Deep Dive on Elected Officials and Social Media
The U.S. Court of Appeals for the Second Circuit has declined to review its decision that President Donald Trump cannot block users on Twitter.
In July, a three-judge panel for the Second Circuit Court of Appeals ruled that Trump’s Twitter account, @RealDonaldTrump, constituted a public forum, and that his practice of blocking critics from accessing his account was tantamount to viewpoint discrimination. Following the ruling, Trump’s lawyers made a rare request for all of the court’s active judges to collectively reconsider the panel’s finding.
View previous story: Federal Appeals Court Affirms Lower Court Ruling That Trump Can’t Block Critics on Twitter
On March 23rd, seven of the nine members of the court voted to reject the president’s request.
“Twitter is not just an official channel of communication for the President; it is his most important channel of communication,” Judge Barrington Parker wrote for the majority.
Two judges took issue with the July ruling and voted for a rehearing. In their dissent, Judges Michael Park and Richard Sullivan wrote that the panel’s application of First Amendment public forum doctrine to @realDonaldTrump was “a poor fit,” and would discourage other public officials from using social media.

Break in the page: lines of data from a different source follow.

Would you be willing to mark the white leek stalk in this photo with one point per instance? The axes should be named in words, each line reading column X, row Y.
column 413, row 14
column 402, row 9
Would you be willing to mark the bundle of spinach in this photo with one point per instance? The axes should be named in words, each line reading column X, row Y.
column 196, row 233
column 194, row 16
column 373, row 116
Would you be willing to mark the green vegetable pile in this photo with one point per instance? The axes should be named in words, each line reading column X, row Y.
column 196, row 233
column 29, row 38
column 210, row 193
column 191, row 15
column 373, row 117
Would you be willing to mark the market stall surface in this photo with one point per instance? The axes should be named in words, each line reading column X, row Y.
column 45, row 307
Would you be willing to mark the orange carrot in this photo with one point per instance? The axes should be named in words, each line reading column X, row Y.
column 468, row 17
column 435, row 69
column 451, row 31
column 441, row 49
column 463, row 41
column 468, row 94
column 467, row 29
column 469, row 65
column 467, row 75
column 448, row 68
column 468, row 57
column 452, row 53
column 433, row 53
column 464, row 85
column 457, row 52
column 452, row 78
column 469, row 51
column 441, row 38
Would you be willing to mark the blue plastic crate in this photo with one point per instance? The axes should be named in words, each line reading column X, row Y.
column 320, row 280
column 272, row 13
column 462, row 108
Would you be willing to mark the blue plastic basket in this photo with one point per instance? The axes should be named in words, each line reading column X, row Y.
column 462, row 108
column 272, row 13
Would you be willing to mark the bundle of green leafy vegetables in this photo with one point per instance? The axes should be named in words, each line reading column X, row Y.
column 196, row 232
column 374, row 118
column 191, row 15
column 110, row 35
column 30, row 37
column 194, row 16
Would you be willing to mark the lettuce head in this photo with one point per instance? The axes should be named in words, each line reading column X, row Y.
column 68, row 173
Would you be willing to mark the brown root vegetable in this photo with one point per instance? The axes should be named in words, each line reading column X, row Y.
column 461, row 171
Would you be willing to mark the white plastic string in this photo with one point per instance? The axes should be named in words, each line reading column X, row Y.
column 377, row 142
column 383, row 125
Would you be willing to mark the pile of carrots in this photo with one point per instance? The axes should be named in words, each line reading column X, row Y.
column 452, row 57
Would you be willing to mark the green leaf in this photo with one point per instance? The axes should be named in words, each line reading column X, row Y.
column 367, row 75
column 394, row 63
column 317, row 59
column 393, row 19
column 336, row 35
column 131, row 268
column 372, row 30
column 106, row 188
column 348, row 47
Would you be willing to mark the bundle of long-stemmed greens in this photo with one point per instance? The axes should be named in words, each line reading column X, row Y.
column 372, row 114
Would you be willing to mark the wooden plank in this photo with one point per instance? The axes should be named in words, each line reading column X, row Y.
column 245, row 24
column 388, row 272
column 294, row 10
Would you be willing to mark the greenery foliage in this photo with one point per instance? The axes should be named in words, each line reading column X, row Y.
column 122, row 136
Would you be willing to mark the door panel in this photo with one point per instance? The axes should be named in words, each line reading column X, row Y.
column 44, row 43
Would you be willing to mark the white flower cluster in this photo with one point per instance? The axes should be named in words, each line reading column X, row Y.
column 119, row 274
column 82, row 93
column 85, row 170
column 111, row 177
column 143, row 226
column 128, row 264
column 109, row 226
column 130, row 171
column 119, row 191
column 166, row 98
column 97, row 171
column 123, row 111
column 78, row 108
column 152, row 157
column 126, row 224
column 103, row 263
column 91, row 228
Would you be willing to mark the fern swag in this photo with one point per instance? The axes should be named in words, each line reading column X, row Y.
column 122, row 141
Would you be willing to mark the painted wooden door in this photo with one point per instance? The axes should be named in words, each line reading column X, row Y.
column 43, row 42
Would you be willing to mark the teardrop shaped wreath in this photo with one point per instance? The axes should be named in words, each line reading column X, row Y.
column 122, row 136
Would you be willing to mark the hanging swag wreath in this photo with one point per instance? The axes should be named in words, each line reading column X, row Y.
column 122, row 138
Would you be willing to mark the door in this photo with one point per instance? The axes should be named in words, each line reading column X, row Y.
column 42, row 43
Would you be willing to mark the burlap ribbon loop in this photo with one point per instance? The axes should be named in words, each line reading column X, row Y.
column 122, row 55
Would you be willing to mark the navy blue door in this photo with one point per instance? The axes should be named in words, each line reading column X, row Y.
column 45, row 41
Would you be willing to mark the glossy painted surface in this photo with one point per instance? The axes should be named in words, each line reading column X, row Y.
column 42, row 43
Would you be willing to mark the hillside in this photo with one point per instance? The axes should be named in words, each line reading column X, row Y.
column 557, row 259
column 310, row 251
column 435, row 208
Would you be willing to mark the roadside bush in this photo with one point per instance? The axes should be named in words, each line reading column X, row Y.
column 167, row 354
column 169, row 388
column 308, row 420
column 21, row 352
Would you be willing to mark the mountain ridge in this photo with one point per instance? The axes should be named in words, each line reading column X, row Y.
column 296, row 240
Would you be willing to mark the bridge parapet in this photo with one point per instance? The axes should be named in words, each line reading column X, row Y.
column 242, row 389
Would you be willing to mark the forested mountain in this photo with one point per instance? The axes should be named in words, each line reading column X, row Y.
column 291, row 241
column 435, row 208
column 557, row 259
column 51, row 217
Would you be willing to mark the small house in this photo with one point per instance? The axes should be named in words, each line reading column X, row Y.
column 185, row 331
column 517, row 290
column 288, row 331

They argued that Trump’s decision to block certain users from his account could not be considered a “state action” because the ability to block a user is a feature available equally to every other user, and therefore was not a “right or privilege created by the State.”
Parker disagreed with the dissent’s reasoning, including the fact that barring public officials from blocking critics would somehow lead to self-censorship.
“In the past few months, the President has been posting on Twitter at more than three times the rate he was tweeting in 2017,” Parker wrote.
As to whether Trump’s tweets should be considered a form of “state action,” Parker pointed to a string of tweets the President published in January when he threatened to order a military attack against Iran.
“When the President tweeted about Iran he was speaking in his capacity as the nation’s chief executive and Commander‐in‐Chief. If that is not a ‘right or privilege created by the State’ it is difficult to imagine what might be. The critical question in this case is not the nature of the Account when it was set up a decade ago. The critical question for First Amendment purposes is how the President uses the Account in his capacity as President,” Parker wrote.
If Trump’s lawyers decide to appeal the decision, they will have to petition the U.S. Supreme Court for a hearing.